Update Docs how to use Custom Claims / ID Token with GraphQL API and Data Store

[jgo80]

Is this related to a new or existing framework?

No response

Is this related to a new or existing API?

GraphQL API

Is this related to another service?

No response

Describe the feature you'd like to request

With the migration from v5 > v6 I was struggling how to pass the ID token with all my custom claims (I generate using a Pre Token Generation Lambda Trigger). Since I was doing this since v5, I needed to look this up for v6 in the docs but did not find it.

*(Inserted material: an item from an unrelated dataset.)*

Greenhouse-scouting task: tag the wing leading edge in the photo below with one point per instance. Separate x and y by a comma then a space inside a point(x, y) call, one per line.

The solution is close but not clear! There is a general section how to Set custom request headers for GraphQL APIs

import { Amplify } from 'aws-amplify';
import config from './amplifyconfiguration.json';

Amplify.configure(config, {
  API: {
    headers: async () => ({
      'My-Custom-Header': 'my value'
    })
  }
});

But this is not enough!

Describe the solution you'd like

There should be a more precise explanation how to pass the ID token when using a Pre Token Generation Lambda Trigger.

import { Amplify } from 'aws-amplify';
import { fetchAuthSession } from 'aws-amplify/auth';
import config from './amplifyconfiguration.json';

Amplify.configure(config, {
    API: {
      GraphQL: {
        headers: async () => ({
          Authorization: (
            await fetchAuthSession()
          ).tokens?.idToken?.toString() as string,
        }),
      },
    },
});

Describe alternatives you've considered

My approach is working fine, just update the docs 😉

Additional context

No response

Is this something that you'd be interested in working on?

• 👋 I may be able to implement this feature request
• ⚠️ This feature might incur a breaking change

[hanna-becker]

Agree with the suggestion here! Additionally, I'm getting a TypeScript error for the headers property:

[cwomack]

@jgo80, appreciate you opening up this issue and calling out the need for docs to be improved for migration from v5 to v6. To ensure it's properly tracked with our docs team, Im goin to transfer this issue to the amplify-docs repo to be worked on from there. Thank you!

[hanna-becker]

The whole topic of adding/overriding group and custom claims needs way better documentation. I believe there used to be more in the past.

Currently, there is only this tiny section, which says almost nothing.

And then, as mentioned above, there is this general section in a totally different place that lays out the syntax of passing a custom header to graphql api calls, but no connection between the two.

I believe the first of the two sections needs a full example, e.g. the one I gave in this issue, where I'm overriding both group and custom claims to implement read-write and read-only access for a multi-tenancy application with projects.